The new year is now a few days old and I'd like to take to opportunity to look back at what happened in my opsi world in 2018.
The year begun with getting opsi 4.1 ready for release.
Most of the development work was already done but for a proper release you need some more.
Documentation is one of the things.
Not only did we need to change the documentation in some places, we also worked hard on making a reliable and easy to follow migration guide.
The migration guide is quite large, covering many distributions and mentioning all kind of changes that could be done, but the things you need to do come done to a few steps.
The release has also led to writing some tools that are in use at our public repositories.
Behind the scenes we have tools that help us making the release of new opsi packages an easier task by automatically collecting the corresponding files and knowing where the files need to be placed (localboot/netboot; linux, windows or both).
Since a lot of the packages are runnable under opsi 4.0 and opsi 4.1 we wanted to have these packages available in both repositories.
We solve this by having a tool watching the opsi 4.0 repository directories and once there is a new file this will be linked to the corresponding repository for opsi 4.1.
This is accompied by another tool that watches all our repositories and alters the access rights of new files so that retrieving won't fail because of insufficent rights.
This is one of the simpler and still nicer things I'd like to integrate into opsi in the future because it removes a potential error source when handling packages.
From my view the release of opsi 4.1 went nicely.
Problems seemed to be rare and seemed to come mostly from diverging from the migration steps.
The order was important this time because we changed the way we are tracking what migrations have been run.
This will save us some headaches in the future since we know what migrations have been run and therefore what migrations are missing.
I enjoy that we are able to rely on systemd and Python 2.7 with opsi 4.1.
This makes a lot of things easier for developing and maintaining things.
The release of opsi 4.1 happened shortly before the great opsiconf.
The conference itself was a great joy to me.
I got to see new and old faces and talk to many people - and I've talked to even more if time would have allowed it!
One thing that I'd like to improve with the next conference is the diversity.
I think this is something where we really could do better but I'm unsure of how to achieve it.
I know that we have a very diverse user base and I'd love this to be represented a lot more at the next conference!
With release and conference behind me it was again time to look towards the future.

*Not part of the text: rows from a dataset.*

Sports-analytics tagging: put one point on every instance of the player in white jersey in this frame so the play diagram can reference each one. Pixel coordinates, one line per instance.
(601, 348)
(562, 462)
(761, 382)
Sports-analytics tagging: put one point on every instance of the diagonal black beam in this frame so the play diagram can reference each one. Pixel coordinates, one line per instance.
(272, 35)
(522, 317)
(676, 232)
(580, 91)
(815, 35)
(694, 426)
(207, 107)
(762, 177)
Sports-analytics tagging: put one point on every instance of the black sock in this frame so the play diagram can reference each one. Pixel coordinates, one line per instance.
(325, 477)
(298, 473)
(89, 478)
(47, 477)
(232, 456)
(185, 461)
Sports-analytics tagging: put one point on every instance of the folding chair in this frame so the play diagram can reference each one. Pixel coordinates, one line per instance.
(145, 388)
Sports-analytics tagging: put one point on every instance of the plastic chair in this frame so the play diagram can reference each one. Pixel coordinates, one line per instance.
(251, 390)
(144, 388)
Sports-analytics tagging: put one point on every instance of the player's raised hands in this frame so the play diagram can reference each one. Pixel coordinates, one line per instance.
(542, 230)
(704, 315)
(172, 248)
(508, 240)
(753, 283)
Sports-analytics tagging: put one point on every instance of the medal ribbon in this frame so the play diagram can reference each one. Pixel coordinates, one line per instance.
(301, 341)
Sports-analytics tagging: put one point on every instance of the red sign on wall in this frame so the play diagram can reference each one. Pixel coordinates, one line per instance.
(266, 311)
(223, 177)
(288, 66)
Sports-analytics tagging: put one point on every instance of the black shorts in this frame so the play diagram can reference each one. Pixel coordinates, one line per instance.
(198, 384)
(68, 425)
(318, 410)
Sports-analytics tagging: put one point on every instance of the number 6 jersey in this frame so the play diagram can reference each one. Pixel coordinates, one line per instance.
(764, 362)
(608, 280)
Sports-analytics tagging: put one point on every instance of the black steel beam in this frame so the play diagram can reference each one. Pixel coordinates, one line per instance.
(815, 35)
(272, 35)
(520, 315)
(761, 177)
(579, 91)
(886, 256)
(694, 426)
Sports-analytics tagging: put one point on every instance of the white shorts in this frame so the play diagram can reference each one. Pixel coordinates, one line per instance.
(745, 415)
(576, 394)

One of the major points we started working to is the migration to Python 3.
Since I've been constantly blogging about this topic I won't go into detail here.
Being able to focus on this wouldn't have been possible if there weren't my co-workers giving the time and taking care of other tasks I'd normally do.
I'm very thankful for this because this allowed for making good progress.
Lately some more things have come up that I personally had to take care of and this has shown me even more how valuable the time has been.
Another big change was the overhaul of data collection for opsipxeconfd.
It took us quite some time to get to this solution but I am happy how this turned out.
The duration it took to get there is one thing not bringing a smile to my face but if you are stepping into a new terrain you won't always know what waits for you there.
In between all this there has been the occasional bugfix that lead to touching opi 4.0.
This is where the migration from subversion to git really payed off.
Maintaining multiple versions and bringing changes from one into the other has become mostly a no-brainer.
Because we are already working on a new larger release for opsi this means that most repositories are having at least three different version branches at the same time.
Before we went all in on git we tried some workflows and finally came up with our one which has been heavily inspired by git flow.
The winter of 2018 has seen some work on the monitoring extension I quite enjoyed because there was a constant stream of feedback and even though most changes were rather small I had the feeling that these changes made a rather large improvement.
And then things slowed down before the year came to an end.
And so did the support span for opsi 4.0.
New things are waiting for us in 2019, new things will be coming in 2019.
I am looking forward to this and hope you do aswell!